7 JULY 2007, Page 38

Celebrating Stoppard

Kate Chisholm Strange to think of Tom Stoppard attaining three score years and ten. It seems a mere nanosecond since we were first dazzled by his disturbing take on Shakespeare, Rosencrantz and Guildenstem Are Dead, and his plays are still characterised by the tumbling ideas and linguistic foreplay of youthful ingenuity. To celebrate his birthday, BBC Radio has come up with an unusual season of plays that spans the stations from Radio Three to BBC7. This week you could have heard Arcadia and his 15-Minute Hamlet on Radio Four, while on Radio Three the Nigh/waves team discussed the extraordinary success of R&G, which was premiered by Laurence Olivier's National Theatre company at the Old Vic in 1967. His most recent hit, Rock 'n' Roll, and R&G itself are coming to Radio Three in the coming fortnight, while BBC7 is giving Stoppard's post-colonial exercise In the Native State another airing.

On radio, his plays are more effective. They are after all aural rather than visual performances, the words flowing in an unstoppable torrent. It was to radio that Stoppard first turned in the early Sixties when he wanted to hear his work being staged, firing off two 15-minute plays, The Dissolution of Dominic Boot and M is for Moon, Among Other Things, to the great drama department which then existed to nurture and create 'original' work for radio. (He had already cut his teeth on the wireless by writing episodes for The Dales, the Home Service soap set in a doctor's surgery in suburban Surrey that predated The Archers.) It's a shame that no one has bothered to resurrect these early pieces for the celebration, although the World Service gave us Albert's Bridge on Saturday in a recording made in 1988 (the play was first broadcast in 1967).

Albert, a student of philosophy (played by Paul Copley), decides to spend his working life painting the Clufton Suspension Bridge, closely modelled on that rust-coloured dinosaur, the Forth Bridge. But the task takes over his life, consuming his every moment as he struggles to cover its girders and crossbars from one side to the other, ruminating meanwhile on the purposelessness of life and the way in which from his vantage point above Clufton everything is reduced to mere pinpricks of nothing. The high points, though, are not Albert's soliloquies on the meaning of it all, but rather the comic meetings of the bridge sub-committee, taken over by the madness of Mr Fitch (a Kafkaesque skit on bureaucratic absurdity), and the moment when 1,799 painters march on to the bridge to save it.

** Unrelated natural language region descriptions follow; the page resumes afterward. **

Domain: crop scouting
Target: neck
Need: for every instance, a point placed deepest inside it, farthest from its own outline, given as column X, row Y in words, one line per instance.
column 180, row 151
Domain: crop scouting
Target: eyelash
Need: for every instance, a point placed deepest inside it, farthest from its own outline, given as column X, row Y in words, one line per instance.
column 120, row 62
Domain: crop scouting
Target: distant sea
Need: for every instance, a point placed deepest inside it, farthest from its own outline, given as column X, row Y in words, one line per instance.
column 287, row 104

It's an extraordinary conceit — and atmospherically produced: the rushing sound of air blowing through the fretwork, Albert's voice suspended in space, the swish of paint being smoothed over rusting metal. It's also very funny. But like so many of his other pieces you're left wanting more. Not more words, but more meaning. Stoppard has himself admitted that there are times when `the terms of the argument are as important as the characterisation of the speaker'. There's an emptiness at the heart of his work, a sense of something missing, a feeling almost of desolation.

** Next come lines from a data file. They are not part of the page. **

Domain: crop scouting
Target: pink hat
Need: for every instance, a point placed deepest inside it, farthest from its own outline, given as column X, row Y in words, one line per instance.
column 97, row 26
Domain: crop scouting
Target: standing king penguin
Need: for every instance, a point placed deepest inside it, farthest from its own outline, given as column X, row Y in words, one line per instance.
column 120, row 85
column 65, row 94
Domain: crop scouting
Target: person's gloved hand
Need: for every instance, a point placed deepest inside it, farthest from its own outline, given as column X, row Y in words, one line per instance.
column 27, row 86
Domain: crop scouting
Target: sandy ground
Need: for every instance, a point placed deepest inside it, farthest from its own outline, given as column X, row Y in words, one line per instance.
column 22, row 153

Visions of Paradise, on Radio Four (Sunday), looked at Milton's great account of cosmic creation, Paradise Lost, through the eyes of the blind. Would he have written it if he had not lost his sight aged 44, some 15 years before his epic poem was published? How in fact did he compose it when he could not write down his thoughts? Peter White (of In Touch), who has been blind from birth, took us inside the experience of blindness to see how this would alter our perception of those great lines, 'A dungeon horrible, on all sides round/As one great furnace flam'd; yet from these flames/ No light, but rather darkness visible/ Sery'd only to discover sights of woe ... ' For most blind people, apparently, it's not darkness they experience but eternal light, which obliterates all hues and shades, making any perception of the concrete impossible — darkness visible.

In just half an hour, White and his interviewees gave us so much insight into why we should go back and read those lines again. Milton, we learnt, used to wake at dawn and begin composing in his head. He would then have to memorise it all until his nephew arrived to write it down for him He described the experience as feeling like a cow needing to be milked Milton was writing in response to the accusation of his enemies that his blindness was a curse, God's punishment for having supported the republican rebels who had executed the King, Charles I, just three years earlier. No wonder his poetry has the rigour of a man who has looked through a glass, darkly, and seen what lies beyond.